Depends who you ask, but you may not want to be asking JP Morgan.

There’s been quite a bit in the press recently about the ‘Cybercurrency’ (also: ‘Cryptocurrency’) known as Bitcoin. It’s made sporadic appearances in the popular press in the UK over the last three years, normally at each spike in the Bitcoin exchange rate, but the particularly high growth recently has spurred a flurry of article-writing, with even ‘respected’ magazine “Moneywise” getting in on the act with an article littered with inaccuracies.

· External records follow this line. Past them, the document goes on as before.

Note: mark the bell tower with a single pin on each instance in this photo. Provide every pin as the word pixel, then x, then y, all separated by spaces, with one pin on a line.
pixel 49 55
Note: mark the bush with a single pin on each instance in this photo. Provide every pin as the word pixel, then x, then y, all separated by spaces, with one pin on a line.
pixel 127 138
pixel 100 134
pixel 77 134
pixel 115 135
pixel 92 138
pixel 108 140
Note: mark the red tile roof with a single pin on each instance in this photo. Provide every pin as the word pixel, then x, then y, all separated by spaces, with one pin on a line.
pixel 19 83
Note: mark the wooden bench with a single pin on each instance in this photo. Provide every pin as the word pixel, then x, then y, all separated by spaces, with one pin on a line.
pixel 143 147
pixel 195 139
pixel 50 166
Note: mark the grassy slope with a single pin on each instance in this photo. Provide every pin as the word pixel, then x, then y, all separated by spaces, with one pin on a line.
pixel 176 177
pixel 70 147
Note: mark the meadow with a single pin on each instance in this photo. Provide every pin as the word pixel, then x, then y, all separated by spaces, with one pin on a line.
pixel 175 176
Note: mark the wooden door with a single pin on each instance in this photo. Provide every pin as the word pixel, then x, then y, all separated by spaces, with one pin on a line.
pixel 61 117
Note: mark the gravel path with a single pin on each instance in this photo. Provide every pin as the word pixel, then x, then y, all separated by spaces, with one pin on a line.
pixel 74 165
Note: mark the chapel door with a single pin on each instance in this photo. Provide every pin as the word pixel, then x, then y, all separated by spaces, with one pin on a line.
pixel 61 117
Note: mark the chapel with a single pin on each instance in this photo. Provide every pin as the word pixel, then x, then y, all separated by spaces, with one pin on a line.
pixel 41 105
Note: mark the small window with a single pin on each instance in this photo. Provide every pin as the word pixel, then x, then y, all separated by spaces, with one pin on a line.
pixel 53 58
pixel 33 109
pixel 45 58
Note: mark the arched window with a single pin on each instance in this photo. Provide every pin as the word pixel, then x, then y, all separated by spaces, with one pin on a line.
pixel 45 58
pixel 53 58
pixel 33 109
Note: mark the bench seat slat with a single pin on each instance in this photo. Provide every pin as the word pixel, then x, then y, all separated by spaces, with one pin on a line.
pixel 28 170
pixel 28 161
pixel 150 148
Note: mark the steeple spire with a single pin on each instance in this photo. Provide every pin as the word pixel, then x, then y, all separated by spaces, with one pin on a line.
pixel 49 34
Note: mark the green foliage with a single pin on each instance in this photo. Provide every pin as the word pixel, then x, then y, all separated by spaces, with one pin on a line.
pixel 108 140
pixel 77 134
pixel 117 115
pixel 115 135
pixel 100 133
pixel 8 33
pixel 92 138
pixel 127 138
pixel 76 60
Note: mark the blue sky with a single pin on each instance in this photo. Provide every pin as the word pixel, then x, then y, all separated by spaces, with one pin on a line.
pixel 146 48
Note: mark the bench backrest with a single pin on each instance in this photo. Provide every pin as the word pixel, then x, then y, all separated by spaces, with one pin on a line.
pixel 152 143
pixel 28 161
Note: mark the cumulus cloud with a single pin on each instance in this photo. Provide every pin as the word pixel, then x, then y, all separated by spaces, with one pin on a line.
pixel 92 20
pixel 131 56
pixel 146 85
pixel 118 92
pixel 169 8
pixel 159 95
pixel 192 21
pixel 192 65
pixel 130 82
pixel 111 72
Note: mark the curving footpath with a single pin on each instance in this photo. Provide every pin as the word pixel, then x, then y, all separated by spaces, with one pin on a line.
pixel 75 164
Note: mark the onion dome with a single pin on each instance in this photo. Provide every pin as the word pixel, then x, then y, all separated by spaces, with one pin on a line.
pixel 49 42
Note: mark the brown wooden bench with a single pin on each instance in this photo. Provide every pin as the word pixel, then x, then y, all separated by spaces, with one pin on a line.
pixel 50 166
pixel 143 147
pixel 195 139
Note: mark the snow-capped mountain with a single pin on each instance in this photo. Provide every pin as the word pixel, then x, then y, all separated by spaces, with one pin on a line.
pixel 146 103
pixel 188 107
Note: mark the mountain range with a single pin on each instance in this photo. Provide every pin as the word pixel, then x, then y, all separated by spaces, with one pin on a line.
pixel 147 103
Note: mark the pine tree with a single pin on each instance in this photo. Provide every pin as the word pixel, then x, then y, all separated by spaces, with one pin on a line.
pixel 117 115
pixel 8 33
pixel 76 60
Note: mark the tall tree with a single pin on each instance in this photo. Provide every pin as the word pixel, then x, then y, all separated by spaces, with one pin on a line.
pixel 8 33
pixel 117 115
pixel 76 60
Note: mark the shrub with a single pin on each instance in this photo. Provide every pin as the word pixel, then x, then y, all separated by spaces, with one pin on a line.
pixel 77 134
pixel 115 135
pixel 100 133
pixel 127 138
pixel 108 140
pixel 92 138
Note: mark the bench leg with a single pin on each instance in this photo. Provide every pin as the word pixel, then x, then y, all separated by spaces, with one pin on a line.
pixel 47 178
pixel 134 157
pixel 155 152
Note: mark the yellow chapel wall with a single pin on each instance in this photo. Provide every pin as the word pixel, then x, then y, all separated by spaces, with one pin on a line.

At its most basic Bitcoin is an electronic system that includes both a divisible currency (“the bitcoins”) and a means for transferring them (“the bitcoin network”). The network operates using a peer-to-peer protocol, meaning there is no central computer or authority (and hence, no single point of failure or responsibility) and that transactions are processed and verified using the processing of all the computers connected to the network.

Using these, it is possible for any person to transfer wealth, via Bitcoin, to any other person with a wallet address on the Bitcoin network. Importantly, this can be done near instantaneously, for free (or near as damn it) and in the knowledge that once you have received the payment it is final – and no one can take it away from you. The reason banks hate it – particularly JP Morgan – is that they are for the first time not involved in this. They play no part. They take no cut. They don’t like it.

Bitcoin has no central issuing authority. Unlike ‘Fiat’ currencies, which are issued and to some extent controlled by the central banks of countries or economic areas (the Bank of England can choose to print more money, if it so desires) the number of Bitcoins in circulation is pre-determined and fixed. Bitcoins are released at a steady, pre-determined rate through a process known as ‘mining’. It is possible to discover how many Bitcoins have been released at any given time, and indeed to calculate this for any time in the future. Coins will cease to be issued in around 2140 – so not just yet, then, when 21 million Bitcoins will have been issued. The network automatically rebalances itself according to the number of nodes on it completing mining work, ensuring the level of difficulty matches this rate of release.